Yayılmacı dış politikası hezimete uğramış ve komşuların bir kısmı ile savaş noktasına gelmiş bu tek parti-tek kimlik-tek aile-tek adam hanedanlığının toplumu daha büyük felaketlere sürüklenmesini önlemek hangi araçlarla mümkün olabilir? Böylesi bir savaş felaketi iklimi içerisinde, bir şekilde yürüdüğü varsayılan müzakere sürecini evrensel ölçülerde yasal çerçeveye oturtmaya yanaşmayan bu keyfi iktidarı, demokratikleşmeye ve barış sürecini derinleştirmeye hangi mekanizmalar ve güçler itebilir? Ve son olarak, bu iktidara bu kadar geniş alan bırakan muhalefetin yolsuzluğu ve hukuksuzluğu ifşa üzerinden bina ettiği stratejisi nasıl hakiki bir şekilde dönüşüp genişleyebilir, bize gelecek hakkında ne vaat edebilir?
Hepimizin malumu, devleti dönüştürme ve kamusal alanı kolonize etme amacıyla bir araya gelen AKP-Cemaat bloğu etrafına kir ve nefret zehirini akıtarak çözülüyor.
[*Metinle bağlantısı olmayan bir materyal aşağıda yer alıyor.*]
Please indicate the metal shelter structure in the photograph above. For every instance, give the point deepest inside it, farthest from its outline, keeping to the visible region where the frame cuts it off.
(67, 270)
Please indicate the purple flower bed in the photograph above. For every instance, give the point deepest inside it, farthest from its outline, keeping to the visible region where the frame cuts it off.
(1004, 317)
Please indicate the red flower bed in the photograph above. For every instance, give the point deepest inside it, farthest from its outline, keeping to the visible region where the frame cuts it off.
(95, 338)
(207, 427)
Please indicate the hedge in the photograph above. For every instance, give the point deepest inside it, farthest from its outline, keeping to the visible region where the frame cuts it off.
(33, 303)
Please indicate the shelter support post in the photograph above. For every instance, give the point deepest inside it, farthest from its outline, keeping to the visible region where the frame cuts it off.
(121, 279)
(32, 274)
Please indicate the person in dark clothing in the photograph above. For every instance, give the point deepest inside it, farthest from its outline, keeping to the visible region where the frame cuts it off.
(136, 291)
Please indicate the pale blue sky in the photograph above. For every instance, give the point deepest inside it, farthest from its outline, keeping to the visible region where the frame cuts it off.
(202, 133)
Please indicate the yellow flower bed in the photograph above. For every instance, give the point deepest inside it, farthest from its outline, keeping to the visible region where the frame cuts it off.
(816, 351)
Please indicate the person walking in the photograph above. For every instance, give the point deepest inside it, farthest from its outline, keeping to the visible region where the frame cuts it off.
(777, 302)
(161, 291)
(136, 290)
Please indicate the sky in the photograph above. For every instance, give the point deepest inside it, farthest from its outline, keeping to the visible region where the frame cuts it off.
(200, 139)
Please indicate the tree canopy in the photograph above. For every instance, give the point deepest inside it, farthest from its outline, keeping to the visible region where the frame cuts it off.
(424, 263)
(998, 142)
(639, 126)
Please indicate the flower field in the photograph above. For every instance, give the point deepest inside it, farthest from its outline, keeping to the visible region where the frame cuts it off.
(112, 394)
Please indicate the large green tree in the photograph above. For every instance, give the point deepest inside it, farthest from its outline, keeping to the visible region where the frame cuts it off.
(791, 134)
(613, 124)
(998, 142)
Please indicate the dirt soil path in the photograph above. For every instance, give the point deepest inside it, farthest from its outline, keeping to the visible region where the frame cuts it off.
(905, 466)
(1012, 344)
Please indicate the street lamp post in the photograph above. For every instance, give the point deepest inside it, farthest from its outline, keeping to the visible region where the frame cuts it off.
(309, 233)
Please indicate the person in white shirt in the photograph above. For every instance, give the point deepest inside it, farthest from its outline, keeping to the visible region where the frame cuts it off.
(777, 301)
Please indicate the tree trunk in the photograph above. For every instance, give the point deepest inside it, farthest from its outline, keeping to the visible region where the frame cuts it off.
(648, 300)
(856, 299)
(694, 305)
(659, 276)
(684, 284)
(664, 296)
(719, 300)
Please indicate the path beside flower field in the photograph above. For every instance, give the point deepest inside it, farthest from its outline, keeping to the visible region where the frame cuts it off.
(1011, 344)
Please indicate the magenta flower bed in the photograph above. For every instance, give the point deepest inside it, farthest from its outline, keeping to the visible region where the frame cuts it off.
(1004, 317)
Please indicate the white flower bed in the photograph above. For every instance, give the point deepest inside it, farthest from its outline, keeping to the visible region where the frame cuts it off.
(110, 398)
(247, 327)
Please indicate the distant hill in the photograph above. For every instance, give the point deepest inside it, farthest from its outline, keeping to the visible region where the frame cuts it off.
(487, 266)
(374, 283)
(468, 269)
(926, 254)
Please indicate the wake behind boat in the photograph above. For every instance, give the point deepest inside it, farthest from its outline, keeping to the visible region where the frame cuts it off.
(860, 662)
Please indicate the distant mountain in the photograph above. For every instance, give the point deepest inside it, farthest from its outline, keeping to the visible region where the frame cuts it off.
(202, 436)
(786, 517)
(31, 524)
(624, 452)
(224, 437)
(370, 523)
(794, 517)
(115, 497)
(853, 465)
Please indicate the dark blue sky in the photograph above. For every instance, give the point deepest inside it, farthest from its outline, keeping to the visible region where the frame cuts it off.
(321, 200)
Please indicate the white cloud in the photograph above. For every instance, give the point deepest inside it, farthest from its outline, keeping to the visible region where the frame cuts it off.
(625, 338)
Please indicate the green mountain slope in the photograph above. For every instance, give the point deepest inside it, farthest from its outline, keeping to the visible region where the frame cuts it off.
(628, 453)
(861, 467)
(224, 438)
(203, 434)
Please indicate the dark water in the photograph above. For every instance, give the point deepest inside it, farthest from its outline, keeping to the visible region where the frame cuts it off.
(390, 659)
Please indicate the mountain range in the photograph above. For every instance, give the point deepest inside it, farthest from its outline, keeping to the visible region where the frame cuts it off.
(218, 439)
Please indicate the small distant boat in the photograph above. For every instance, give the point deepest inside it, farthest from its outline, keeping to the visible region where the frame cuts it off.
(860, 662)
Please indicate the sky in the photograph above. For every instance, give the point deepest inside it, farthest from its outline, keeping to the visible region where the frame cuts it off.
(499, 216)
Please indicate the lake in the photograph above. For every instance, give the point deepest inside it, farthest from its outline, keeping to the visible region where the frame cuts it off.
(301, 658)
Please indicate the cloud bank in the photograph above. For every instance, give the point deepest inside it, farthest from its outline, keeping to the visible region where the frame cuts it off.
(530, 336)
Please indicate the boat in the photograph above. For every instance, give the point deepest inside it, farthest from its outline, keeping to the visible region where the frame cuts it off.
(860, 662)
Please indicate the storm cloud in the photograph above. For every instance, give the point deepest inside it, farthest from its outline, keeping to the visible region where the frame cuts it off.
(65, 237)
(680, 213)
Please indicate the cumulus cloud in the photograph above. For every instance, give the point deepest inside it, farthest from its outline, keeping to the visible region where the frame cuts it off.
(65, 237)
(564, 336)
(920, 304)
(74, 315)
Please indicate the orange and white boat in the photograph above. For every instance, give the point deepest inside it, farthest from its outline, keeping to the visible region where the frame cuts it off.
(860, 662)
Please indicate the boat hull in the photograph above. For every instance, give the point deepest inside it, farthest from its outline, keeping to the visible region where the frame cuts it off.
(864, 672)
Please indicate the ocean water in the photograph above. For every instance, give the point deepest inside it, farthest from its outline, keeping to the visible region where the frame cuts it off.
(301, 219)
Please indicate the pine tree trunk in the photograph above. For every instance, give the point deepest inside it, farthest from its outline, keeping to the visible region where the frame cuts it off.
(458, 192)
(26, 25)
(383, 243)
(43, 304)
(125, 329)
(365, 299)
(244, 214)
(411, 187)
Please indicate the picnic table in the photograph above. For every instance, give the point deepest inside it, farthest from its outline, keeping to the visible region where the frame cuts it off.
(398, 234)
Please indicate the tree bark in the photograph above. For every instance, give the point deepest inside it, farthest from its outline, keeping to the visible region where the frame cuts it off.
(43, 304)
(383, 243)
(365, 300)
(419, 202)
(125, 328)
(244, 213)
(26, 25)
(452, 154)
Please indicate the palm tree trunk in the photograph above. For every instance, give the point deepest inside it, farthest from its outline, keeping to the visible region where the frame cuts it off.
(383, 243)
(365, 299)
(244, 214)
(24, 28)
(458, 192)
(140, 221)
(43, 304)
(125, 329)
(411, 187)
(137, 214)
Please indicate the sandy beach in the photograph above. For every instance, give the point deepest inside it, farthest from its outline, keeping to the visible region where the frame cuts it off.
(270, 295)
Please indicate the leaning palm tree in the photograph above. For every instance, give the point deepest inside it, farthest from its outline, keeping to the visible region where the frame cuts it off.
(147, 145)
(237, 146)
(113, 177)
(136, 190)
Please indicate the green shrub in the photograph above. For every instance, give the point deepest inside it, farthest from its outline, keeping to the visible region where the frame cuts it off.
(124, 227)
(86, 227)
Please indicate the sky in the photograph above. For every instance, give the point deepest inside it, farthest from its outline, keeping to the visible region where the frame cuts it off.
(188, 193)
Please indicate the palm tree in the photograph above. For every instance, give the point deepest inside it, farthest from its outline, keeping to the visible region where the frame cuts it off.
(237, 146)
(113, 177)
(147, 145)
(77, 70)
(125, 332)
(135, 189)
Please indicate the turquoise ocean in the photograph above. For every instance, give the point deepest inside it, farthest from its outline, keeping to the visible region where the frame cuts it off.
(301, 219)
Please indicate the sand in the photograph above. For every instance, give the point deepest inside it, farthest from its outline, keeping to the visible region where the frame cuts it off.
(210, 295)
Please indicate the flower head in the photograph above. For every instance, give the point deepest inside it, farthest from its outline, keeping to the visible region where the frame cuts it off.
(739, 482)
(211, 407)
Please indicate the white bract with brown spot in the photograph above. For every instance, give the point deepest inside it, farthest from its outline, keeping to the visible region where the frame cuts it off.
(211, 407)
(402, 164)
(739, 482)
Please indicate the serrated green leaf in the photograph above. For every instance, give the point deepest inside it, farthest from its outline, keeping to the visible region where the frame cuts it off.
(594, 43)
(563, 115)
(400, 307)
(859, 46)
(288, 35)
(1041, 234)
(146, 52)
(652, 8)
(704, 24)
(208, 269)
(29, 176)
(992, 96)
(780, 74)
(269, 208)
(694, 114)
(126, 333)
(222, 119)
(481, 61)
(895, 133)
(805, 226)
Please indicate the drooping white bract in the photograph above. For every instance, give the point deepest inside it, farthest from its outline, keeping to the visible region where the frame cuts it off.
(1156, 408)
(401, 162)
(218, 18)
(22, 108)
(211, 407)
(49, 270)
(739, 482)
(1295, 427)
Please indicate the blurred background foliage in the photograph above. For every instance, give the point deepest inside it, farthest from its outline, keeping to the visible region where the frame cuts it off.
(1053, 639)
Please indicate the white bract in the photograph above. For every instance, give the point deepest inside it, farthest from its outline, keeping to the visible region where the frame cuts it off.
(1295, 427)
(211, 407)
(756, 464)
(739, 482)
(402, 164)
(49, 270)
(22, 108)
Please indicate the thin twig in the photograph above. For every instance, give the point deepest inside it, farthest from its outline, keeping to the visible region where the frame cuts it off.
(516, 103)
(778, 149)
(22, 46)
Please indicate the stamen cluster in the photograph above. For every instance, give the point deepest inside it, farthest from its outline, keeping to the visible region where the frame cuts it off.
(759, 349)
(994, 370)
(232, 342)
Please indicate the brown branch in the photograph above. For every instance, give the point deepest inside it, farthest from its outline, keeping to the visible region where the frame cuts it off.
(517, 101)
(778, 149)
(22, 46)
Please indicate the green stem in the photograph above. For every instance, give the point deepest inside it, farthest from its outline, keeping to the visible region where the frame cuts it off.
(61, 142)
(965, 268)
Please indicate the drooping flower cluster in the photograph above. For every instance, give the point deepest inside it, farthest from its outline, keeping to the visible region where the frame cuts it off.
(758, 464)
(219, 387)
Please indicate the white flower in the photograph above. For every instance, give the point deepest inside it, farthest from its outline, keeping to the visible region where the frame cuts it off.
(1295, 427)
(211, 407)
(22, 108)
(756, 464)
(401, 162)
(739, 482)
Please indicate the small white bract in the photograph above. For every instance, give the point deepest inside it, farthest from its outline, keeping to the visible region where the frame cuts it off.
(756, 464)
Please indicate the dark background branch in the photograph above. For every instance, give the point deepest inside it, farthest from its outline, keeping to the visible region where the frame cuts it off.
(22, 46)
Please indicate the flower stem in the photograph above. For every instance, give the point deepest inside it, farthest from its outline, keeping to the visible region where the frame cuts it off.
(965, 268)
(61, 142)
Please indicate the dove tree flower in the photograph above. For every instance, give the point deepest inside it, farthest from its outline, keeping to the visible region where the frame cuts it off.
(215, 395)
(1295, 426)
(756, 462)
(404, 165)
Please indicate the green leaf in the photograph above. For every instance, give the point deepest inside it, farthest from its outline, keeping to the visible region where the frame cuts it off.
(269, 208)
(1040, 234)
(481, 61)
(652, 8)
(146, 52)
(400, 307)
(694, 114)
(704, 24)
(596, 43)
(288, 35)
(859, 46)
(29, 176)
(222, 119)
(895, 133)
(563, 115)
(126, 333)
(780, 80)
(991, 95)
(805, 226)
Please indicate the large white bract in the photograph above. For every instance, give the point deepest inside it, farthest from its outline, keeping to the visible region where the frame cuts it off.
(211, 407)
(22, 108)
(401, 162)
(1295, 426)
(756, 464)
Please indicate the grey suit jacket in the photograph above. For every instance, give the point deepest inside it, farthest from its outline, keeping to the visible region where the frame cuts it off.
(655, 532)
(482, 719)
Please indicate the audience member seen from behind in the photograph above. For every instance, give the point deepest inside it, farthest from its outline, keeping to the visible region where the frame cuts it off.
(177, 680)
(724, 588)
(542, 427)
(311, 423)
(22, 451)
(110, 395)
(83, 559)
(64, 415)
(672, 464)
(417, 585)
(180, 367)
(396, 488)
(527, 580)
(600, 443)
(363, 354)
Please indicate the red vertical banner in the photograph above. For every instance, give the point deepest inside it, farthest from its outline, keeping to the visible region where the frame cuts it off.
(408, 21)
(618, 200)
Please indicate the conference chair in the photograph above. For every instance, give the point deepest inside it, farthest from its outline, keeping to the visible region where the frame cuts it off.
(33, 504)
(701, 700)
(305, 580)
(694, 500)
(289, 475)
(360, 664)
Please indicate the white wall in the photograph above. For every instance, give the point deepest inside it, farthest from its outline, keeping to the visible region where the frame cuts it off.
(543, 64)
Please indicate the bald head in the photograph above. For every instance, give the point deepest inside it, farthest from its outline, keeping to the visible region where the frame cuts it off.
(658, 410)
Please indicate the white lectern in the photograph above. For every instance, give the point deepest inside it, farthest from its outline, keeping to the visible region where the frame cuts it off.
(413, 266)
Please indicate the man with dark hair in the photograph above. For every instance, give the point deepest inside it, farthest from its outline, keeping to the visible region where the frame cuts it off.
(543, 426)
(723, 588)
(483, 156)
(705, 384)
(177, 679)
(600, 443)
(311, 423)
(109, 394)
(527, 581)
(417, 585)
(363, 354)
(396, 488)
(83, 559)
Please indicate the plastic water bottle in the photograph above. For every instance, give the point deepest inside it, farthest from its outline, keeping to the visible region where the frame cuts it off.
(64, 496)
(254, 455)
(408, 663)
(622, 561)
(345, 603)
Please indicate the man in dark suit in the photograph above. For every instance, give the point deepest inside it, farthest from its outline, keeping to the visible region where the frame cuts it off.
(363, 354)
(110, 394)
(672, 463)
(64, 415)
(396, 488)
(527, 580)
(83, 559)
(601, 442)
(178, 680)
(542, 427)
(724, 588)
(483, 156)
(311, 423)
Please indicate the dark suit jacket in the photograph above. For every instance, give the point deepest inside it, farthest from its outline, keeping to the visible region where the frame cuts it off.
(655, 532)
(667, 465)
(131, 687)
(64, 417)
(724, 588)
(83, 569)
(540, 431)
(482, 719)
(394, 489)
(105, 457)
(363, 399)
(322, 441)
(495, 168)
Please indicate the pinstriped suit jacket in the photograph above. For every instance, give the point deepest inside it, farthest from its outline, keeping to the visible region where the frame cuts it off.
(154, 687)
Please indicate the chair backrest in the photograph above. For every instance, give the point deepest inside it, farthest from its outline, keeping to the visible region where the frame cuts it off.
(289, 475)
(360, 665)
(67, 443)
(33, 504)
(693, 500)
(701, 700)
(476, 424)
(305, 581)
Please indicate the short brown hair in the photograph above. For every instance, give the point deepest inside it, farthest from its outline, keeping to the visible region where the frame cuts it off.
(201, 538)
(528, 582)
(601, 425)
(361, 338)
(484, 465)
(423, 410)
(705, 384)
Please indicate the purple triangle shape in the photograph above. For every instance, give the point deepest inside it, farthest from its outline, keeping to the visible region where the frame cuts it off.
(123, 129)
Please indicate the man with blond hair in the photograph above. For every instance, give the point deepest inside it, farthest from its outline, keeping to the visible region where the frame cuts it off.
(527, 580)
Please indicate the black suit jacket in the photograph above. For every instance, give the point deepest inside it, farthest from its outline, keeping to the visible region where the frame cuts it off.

Farklılaşan demokratik talepleri karşılayamadığından eski bürokratik rejim çürümüş, pert olmuş ve onun yerine yeni bir müteşebbis şirket-devlet rasyonalitesi ve yeni bir tüketici-dindar toplum inşa etmeye çalışan bu rejim Gezi’de ve 17 aralık da atılan neşter ile kesintiye uğradığından, bizim şimdilik ara bir rejimde yaşadığımızı düşünüyorum: Eski bürokratik rejimin yasaları ve kurumlarıyla boğuşan, onları kendine bir ayak bağı olarak gören, fakat kendi siyasi rejiminin yasasını ve müstakil kurumlarını, zengin sınıfını ve yönetici insan sermayesini de henüz tam oluşturamadan nefesi kesilmiş bir hükümetle karşı karşıyayız diyebiliriz. Bu bağlam içinde, ne “milli mücadele” ajitasyonu yolu ile yerel seçimi bir referandum havasına sokan ve üzerine yapışan ciddi yolsuzluk şaibelerini seçimle temizlemeye kalkışan 3. Erdoğan hükümeti; ne de, yolsuzluk kasetleriyle AKP tabanının aydınlanıp uyanacağını ve bu hükümete destek vermekten vaz cayacağını ümit eden “yeni” CHP/Cemaat koalisyonu bu seçimden istedikleri amaca ulaşabildi.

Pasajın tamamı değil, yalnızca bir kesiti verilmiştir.